- Born: 1 July 1898 Budkowo, Poland
- Died: 9 January 1945 (aged 46) Frankfurt, Germany
- Cause of death: Execution by guillotine
- Children: Bronisława Juszczykowska (born 1924)
- Honours: Righteous Among the Nations, Called by Name

= Karolina Juszczykowska =

Polish Righteous Among the Nations

Karolina Juszczykowska (1 July 1898 – 9 January 1945) was a Polish worker in the kitchen division of Organisation Todt who was executed for hiding two Jews during The Holocaust. She was posthumously recognized as Righteous Among the Nations in 2011 and by Called by Name project in 2020.

== Life ==
Karolina Juszczykowska was born on 1 July 1898 in Budkowo, Poland. She lived with her parents until she was 13, before moving to Germany where she worked for the next 5 years on a farm in Mecklenburg.

Five years later, she returned to Poland to live with her sister, staying with her until 1934. Before the start of World War II she was employed in road construction, afterwards she worked odd jobs throughout the war: first as a laundress, then a maid and finally for the kitchen division of Organisation Todt in Tomaszów Mazowiecki.

Juszczykowska said that she had met two Jewish men, named Janek and Paweł, who asked her to shelter them.
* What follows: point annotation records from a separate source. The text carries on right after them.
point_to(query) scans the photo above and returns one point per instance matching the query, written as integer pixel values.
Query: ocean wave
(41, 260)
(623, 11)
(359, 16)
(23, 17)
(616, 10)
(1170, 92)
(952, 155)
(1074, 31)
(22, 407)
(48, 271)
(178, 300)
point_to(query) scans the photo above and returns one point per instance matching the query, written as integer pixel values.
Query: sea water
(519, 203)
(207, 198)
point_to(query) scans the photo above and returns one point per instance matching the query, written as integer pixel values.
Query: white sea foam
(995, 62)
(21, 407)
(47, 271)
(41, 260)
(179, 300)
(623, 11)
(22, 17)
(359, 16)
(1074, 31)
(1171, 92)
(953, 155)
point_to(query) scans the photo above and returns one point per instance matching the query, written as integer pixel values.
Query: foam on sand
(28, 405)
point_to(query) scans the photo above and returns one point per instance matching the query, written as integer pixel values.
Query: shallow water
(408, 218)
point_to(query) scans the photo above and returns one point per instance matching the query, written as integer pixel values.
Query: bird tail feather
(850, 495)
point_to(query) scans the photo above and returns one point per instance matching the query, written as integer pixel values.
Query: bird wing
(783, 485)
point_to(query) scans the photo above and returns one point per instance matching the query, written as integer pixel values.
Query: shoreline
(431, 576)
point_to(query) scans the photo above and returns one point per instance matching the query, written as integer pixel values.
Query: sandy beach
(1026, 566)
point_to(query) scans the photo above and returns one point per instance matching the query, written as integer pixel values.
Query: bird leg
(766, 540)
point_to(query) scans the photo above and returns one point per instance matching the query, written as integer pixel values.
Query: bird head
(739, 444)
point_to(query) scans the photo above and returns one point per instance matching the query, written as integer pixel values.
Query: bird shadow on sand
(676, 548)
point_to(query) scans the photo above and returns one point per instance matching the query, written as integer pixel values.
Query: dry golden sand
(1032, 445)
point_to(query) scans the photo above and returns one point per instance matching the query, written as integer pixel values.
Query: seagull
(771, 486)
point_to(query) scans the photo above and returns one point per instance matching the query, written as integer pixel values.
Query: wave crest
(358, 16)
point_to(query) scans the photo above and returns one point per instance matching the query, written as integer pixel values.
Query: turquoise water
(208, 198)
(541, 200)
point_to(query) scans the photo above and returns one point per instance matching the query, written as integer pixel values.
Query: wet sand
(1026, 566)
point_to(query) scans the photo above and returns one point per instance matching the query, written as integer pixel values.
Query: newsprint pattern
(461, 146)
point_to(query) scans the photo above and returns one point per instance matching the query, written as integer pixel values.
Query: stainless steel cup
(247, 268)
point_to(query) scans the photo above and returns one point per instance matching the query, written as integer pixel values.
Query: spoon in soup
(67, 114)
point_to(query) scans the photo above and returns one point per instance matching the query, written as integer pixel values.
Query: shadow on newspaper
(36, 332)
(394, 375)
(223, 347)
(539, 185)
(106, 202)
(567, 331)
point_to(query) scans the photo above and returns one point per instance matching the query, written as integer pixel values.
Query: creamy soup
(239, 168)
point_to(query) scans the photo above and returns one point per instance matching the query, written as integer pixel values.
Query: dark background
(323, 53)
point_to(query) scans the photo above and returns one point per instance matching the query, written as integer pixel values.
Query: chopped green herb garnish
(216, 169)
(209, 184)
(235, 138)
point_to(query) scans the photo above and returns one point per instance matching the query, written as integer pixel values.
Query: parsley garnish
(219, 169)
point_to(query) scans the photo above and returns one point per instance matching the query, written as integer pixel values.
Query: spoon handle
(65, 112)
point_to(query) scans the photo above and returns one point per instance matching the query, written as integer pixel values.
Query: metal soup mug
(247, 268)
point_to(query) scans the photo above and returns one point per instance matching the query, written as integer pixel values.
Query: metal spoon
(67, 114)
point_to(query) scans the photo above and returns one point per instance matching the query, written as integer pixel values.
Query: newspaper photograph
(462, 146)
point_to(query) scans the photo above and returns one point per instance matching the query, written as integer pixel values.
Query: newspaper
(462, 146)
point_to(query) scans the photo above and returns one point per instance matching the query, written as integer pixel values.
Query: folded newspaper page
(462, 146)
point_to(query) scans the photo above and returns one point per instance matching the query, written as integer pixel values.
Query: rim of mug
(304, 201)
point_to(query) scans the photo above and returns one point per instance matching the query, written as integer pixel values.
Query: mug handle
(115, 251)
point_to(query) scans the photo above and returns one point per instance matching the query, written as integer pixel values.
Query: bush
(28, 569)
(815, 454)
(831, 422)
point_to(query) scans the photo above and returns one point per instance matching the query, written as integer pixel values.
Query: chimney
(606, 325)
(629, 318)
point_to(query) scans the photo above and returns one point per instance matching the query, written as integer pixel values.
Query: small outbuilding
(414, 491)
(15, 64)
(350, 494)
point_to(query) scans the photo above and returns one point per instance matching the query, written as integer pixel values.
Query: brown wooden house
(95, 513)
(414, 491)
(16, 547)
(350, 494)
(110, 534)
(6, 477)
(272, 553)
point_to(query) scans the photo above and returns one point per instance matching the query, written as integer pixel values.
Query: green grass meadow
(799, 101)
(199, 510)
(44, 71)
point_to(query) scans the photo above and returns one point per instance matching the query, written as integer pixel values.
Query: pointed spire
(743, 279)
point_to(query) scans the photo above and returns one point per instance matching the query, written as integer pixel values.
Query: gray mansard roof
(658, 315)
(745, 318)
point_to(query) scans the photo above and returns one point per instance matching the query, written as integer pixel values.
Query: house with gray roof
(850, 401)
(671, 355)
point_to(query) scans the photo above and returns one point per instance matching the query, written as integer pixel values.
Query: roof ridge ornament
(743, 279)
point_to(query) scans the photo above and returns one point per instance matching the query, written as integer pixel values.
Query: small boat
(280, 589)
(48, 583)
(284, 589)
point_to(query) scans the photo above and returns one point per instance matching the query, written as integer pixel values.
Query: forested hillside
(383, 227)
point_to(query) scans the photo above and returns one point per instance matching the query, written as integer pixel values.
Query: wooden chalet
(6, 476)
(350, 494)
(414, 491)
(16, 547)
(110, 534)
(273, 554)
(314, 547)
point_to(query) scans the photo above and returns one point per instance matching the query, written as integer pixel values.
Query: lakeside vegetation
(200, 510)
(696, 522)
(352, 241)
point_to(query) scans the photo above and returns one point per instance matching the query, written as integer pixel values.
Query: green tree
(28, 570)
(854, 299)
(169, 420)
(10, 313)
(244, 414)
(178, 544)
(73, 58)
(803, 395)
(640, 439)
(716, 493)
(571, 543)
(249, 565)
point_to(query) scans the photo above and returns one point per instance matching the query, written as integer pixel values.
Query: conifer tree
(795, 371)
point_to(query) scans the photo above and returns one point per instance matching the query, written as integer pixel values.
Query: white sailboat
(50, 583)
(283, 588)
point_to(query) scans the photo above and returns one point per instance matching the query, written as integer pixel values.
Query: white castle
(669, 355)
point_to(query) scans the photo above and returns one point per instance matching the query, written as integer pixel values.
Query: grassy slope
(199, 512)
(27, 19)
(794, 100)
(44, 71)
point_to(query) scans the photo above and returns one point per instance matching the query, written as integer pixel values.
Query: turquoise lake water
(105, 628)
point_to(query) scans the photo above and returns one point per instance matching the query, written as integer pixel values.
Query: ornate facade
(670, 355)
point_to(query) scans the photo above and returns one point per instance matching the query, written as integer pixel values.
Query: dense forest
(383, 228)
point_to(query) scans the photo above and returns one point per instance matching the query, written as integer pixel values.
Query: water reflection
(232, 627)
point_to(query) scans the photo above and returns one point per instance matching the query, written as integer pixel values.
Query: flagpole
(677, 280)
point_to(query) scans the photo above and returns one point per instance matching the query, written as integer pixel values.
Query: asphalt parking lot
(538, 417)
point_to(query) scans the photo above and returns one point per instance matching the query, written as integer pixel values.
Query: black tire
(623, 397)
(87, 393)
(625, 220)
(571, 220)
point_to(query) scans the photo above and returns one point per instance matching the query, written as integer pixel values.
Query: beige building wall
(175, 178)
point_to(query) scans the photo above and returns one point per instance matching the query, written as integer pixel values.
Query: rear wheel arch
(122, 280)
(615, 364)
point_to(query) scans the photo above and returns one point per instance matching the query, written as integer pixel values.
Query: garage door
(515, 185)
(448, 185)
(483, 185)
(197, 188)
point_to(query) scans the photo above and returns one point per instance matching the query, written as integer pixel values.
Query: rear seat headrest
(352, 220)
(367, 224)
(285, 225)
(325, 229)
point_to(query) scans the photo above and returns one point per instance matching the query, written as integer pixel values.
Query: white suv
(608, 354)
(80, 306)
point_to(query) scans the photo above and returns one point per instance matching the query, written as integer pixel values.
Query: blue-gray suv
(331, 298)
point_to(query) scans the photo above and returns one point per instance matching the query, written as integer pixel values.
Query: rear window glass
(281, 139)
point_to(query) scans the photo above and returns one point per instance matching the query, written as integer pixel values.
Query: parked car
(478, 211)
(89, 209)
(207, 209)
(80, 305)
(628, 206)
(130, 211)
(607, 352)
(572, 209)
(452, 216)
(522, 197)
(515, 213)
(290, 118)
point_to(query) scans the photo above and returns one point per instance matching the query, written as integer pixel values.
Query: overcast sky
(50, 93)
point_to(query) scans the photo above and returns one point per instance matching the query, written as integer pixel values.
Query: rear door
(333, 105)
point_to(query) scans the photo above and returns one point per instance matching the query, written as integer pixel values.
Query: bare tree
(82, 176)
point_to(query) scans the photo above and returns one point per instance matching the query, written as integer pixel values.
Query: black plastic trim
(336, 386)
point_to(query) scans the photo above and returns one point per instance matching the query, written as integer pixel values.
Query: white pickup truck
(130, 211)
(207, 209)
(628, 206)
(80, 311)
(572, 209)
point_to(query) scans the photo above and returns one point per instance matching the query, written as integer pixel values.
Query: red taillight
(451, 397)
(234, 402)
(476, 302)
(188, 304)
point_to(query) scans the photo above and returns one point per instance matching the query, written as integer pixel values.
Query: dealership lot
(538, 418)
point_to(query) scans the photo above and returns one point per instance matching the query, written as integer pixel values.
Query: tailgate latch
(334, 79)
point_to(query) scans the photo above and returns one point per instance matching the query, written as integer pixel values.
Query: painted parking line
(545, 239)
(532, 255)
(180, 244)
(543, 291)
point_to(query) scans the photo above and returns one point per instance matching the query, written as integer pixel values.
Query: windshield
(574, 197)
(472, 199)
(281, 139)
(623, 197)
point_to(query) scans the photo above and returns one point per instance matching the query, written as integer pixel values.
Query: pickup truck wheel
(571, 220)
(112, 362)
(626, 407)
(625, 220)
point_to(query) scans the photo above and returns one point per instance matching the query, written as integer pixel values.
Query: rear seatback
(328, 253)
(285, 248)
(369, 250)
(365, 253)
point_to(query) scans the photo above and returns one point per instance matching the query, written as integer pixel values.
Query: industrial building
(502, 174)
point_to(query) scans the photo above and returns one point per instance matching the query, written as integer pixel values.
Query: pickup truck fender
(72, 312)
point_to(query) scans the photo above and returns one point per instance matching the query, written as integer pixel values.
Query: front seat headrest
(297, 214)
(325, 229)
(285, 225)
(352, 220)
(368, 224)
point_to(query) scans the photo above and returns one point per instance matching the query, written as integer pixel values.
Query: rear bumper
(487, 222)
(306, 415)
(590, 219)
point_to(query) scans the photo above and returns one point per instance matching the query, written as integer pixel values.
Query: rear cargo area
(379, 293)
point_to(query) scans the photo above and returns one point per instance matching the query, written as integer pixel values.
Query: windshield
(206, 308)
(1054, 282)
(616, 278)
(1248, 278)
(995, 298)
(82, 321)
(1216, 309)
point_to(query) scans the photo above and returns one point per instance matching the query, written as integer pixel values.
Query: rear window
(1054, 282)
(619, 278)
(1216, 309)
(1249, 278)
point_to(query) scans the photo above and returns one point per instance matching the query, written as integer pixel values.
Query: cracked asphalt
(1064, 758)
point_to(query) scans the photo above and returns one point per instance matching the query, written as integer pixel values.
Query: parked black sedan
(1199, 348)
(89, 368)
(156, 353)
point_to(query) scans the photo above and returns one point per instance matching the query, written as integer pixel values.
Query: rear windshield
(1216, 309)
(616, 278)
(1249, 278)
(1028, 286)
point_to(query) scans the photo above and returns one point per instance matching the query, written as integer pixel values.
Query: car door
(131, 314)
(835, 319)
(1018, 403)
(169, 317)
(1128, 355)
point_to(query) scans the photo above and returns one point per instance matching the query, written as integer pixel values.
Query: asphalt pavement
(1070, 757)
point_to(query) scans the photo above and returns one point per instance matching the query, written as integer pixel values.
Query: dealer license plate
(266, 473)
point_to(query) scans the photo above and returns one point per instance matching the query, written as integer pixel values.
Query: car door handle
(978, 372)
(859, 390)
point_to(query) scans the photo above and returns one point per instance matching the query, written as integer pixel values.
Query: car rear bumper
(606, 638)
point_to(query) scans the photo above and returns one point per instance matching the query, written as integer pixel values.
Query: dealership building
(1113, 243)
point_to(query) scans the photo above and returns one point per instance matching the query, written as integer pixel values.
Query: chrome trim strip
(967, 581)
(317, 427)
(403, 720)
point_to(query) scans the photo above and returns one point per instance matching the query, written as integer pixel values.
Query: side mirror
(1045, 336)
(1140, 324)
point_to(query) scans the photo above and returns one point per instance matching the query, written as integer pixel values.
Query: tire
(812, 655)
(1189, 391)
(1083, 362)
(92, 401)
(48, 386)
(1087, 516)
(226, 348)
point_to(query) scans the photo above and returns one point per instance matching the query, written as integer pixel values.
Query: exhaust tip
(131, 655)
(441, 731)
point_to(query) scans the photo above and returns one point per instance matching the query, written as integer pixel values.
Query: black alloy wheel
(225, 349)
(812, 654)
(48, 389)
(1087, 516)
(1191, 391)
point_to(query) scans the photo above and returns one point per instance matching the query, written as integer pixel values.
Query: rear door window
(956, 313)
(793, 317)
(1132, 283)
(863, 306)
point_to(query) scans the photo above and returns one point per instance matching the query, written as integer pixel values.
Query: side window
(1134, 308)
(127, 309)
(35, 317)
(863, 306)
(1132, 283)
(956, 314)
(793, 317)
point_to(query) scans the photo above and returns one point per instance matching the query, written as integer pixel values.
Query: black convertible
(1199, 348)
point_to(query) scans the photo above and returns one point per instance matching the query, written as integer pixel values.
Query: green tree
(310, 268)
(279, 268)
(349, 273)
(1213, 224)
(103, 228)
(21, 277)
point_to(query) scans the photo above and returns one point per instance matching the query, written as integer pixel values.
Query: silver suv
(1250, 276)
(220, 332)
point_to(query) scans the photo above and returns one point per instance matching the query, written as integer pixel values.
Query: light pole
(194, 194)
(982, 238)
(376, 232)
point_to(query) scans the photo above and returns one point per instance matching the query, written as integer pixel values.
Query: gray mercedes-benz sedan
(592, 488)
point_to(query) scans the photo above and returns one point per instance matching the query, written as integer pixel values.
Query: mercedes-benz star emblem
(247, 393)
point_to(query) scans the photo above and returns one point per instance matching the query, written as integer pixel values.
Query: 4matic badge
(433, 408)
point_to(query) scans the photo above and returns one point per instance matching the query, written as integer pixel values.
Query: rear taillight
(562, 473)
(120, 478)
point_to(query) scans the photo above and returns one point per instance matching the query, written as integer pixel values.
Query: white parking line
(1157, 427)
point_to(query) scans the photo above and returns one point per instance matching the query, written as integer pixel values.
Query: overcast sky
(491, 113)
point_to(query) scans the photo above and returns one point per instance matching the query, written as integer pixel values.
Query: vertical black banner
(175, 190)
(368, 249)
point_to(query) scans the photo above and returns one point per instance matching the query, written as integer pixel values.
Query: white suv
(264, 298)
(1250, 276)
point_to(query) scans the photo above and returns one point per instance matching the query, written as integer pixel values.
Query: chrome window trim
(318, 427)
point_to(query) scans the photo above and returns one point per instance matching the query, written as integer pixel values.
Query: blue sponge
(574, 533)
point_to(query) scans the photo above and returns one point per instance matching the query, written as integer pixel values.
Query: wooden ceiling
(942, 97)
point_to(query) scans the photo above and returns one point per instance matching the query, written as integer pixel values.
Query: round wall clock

She agreed, and let them hide in her house from the Nazis, where they lived in the basement and slept on the floor to avoid being seen. Six weeks later a raid followed, the two men were killed and Juszczykowska was brought into custody. Her twenty-year-old daughter, Bronisława, was conscripted into forced labor and sent to Germany.

In August 1944, she was sent to prison to await her trial. Two weeks later, her trial was held and the Piotrkow Sondergericht courts gave Juszczykowska a death sentence. The judges of the court believed that her sentence was pointless as all the Jews in the area had already been deported or killed. Recommending pardoning her they wrote, "It therefore seems to the court that the crime of the accused is not so grave as to justify her execution, especially in view of the fact that this sentence will not deter others.”

The request from the judges was denied and she was executed on 9 January 1945 at the Preungesheim prison in Frankfurt, Germany. In May 2011, she was recognized as Righteous Among the Nations by Yad Vashem and a plaque was dedicated to Juszczykowska near her apartment in 2020.